Image by Parker Johnson

A cloth mask and bouquet of flowers are seen on the Goldy statue outside Coffman Memorial Union on Wednesday, April 1. (Parker Johnson / Minnesota Daily)

by Julianna Landis

As the COVID-19 pandemic continues, so do the financial struggles of college athletics departments across the country.
Minnesota’s athletics department Thursday made the announcement that they would be cutting their men’s gymnastics, men’s tennis and both the indoor and outdoor men’s track and field teams at the end of the 2020-21 season. 58 student-athletes are in the four programs.
The department also explains in its statement that with 25 teams, another factor in their decision was adhering to Title IX regulations that align with male and female student enrollment percentages.
“We are mindful that our sport programs have worked to adjust their participation opportunities to keep pace with our growing female undergraduate population percentages,” said athletics director Mark Coyle and University of Minnesota president Joan Gabel in a joint statement.
Should these teams be able to participate in their sports and not face cancellations due to COVID-19, they will be able to, as the cancellation does not go into effect until the end of this current season.
Student-athletes will continue to receive existing athletic scholarships if they continue their undergraduate degree at the University.
The University administrators also announced pay cuts and furloughs for staff who make more than $40,000, on top of already existing reductions. Alongside positions that will be eliminated due to the four discontinued programs, the athletics department is also cutting eight jobs.
Coyle and head coaches P.J. Fleck, Hugh McCutcheon, Bob Motzko, Richard Pitino and Lindsay Whalen will receive a 10% salary reduction – which they volunteered for earlier – for the rest of the year, saving the department $1.2 million.
Although the athletics department is predicting a $75 million deficit, the eliminated positions and pay cuts will only save the department $1.3 million this fiscal year. According to the statement, the University anticipates saving $2 million in fiscal year 2022 and annual savings of $2.7 million once all student-athletes in the program on athletics-based aid have graduated.
Coyle spoke to media following the announcement, reiterating that finances and Title IX were both contributing factors in the decision to cut these programs, and said an increase in female undergraduate students has changed the overall demographic of the undergraduate population, which plays a role in Title IX compliance.
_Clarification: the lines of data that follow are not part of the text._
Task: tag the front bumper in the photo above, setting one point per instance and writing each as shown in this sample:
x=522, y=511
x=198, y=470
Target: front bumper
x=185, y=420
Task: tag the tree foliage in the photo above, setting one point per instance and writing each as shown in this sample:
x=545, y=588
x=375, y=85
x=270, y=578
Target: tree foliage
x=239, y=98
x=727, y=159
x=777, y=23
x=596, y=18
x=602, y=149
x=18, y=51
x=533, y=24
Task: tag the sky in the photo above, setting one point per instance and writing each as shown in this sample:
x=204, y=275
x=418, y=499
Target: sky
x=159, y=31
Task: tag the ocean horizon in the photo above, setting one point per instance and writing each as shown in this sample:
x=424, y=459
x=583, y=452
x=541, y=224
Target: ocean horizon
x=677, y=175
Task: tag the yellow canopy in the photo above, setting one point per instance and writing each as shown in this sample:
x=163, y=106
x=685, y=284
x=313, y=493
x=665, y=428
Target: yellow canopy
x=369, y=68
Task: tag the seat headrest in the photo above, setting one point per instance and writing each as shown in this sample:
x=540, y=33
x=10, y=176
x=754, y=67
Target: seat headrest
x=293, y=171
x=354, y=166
“There’s obviously a financial sustainability side that we’re looking at… but we continuously monitor our compliance with Title IX, and I can tell you that over the past few years the female undergraduate population of our campus has increased by about two to three percent. So, when we make these adjustments, pending the Board approval, we will now mirror campus with respect to having approximately 54% female and 46% of our athletes being male,” Coyle said.
Coyle said he spoke to all staff and coaches impacted by the decision via Zoom Thursday, but expressed regret for not being able to speak to them in person given the weight of these decisions.
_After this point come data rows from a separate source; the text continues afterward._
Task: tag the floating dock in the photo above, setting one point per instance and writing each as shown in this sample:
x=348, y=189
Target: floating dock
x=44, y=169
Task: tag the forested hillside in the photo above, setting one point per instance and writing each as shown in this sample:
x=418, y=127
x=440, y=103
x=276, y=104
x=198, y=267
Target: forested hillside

The $75 million in projected losses is coming at the department from all sides, as Coyle said the number was calculated from major decline in all major revenue streams for the department as sports continue to be put on hold. Everything from television deals to concessions was impacted, including the financial hit from last spring’s NCAA Tournament being canceled.
“With us not being able to play football right now, and volleyball, soccer, some of those programs are not being on our network’s channels… Almost all of our revenue streams have absorbed some sort of hit because of the pandemic that we’re just trying to navigate our way through.”